[I]

Quisiera, hermosa mía,

a quien aun más que a Dios amo y venero,

ciego creer que este tu amor primero,

ser por mi dicha el último podría.

Mas...

—¡Qué! ¡Gran Dios, lo duda todavía!

—¡Oh!, virgen candorosa,

¿por qué no he de dudarlo al ver que muero

si aun viviendo también lo dudaría?

—Tu sospecha me ofende,

y tanto me lastima y me sorprende

oírla de tu labio,

que pienso llegaría

a matarme lo injusto del agravio.

—¡A matarla! ¡La hermosa criatura

que apenas cuenta quince primaveras...!

¡Nunca...! ¡Vive, mi santa, y no te mueras!

—Mi corazón de asombro y dolor llenas.

—¡Ah!, siento más tus penas que mis penas.

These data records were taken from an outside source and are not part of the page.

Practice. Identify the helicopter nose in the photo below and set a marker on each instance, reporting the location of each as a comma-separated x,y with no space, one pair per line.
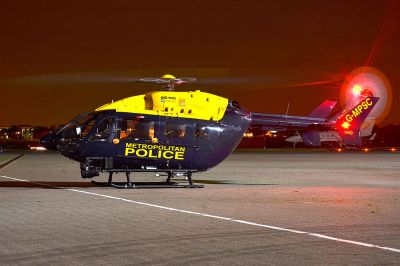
48,141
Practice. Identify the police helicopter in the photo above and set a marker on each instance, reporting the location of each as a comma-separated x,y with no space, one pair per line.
178,133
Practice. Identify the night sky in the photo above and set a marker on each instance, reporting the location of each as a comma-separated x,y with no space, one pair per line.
60,60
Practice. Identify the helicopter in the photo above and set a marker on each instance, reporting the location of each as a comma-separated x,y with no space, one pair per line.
178,133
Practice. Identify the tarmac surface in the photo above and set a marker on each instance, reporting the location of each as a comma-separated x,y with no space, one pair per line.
256,208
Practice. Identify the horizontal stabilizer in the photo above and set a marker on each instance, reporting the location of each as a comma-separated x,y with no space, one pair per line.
323,110
311,138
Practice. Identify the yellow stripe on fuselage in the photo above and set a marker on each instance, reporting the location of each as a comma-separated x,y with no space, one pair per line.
195,105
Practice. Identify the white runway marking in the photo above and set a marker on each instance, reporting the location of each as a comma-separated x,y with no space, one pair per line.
217,217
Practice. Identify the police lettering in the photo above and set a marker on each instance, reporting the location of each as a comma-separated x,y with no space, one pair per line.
154,151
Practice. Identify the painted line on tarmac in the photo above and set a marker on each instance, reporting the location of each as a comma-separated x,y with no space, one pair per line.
358,243
10,161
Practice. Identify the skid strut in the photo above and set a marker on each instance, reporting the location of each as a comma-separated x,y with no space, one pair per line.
167,184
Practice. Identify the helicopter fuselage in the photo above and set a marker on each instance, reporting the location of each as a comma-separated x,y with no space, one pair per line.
114,138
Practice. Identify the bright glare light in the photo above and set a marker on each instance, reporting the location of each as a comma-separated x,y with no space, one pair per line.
356,89
39,148
248,135
345,125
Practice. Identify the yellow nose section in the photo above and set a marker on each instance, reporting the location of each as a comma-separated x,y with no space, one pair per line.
168,76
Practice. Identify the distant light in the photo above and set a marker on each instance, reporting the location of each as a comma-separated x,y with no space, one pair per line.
356,90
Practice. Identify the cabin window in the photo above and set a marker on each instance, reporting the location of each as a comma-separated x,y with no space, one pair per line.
104,129
201,131
137,129
88,127
173,130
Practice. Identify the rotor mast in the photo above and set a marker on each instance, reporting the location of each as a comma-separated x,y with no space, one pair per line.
168,81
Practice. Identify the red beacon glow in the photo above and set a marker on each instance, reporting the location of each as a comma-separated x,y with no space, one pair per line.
356,90
345,125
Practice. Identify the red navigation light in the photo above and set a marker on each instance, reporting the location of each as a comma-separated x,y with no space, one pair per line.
345,125
356,90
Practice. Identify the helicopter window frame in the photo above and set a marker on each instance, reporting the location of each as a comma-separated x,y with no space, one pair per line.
201,131
136,129
105,134
173,130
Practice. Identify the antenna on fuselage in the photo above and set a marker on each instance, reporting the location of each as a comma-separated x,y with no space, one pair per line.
168,81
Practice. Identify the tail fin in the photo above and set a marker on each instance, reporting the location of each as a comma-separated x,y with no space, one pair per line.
323,110
350,123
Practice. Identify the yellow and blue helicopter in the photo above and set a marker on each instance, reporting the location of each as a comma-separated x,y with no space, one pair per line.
181,133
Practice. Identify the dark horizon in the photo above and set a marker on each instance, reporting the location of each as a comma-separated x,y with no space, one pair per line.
59,61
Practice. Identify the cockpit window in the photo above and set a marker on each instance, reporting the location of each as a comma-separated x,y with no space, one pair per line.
137,129
201,131
104,130
173,130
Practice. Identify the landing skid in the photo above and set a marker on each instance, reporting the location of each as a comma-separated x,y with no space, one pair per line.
138,185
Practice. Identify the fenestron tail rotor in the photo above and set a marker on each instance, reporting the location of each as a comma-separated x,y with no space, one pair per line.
168,80
366,82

—¿Por qué, pues, me hablas de morir?

—¡Dios mío!

¿Por qué ya del sepulcro el viento frío

lleva mi nave al ignorado puerto?

—¡No puede ser...! Mas oye: ¡vivo o muerto,

tú solo y para siempre...! Te lo juro.

—No hay por qué jurar; mas si tan bello

sueño al fin se cumpliera, sin enojos

cerrando en paz los fatigados ojos,

fuera a esperarte a mi sepulcro oscuro.

Pero... es tan inconstante y tan liviano

el flaco y débil corazón humano,

que lo pienso, alma mía, y te lo digo,

serás feliz más tarde o más temprano.

Y en tanto ella llorando protestaba,

y él sonriendo, irónico y sombrío,

en sus amantes brazos la estrechaba,

cantaba un grillo en el vecino muro,

y cual mudo testigo,

la luna, que en el cielo se elevaba,

sobre ambos reflejaba

su fulgor siempre casto y siempre amigo.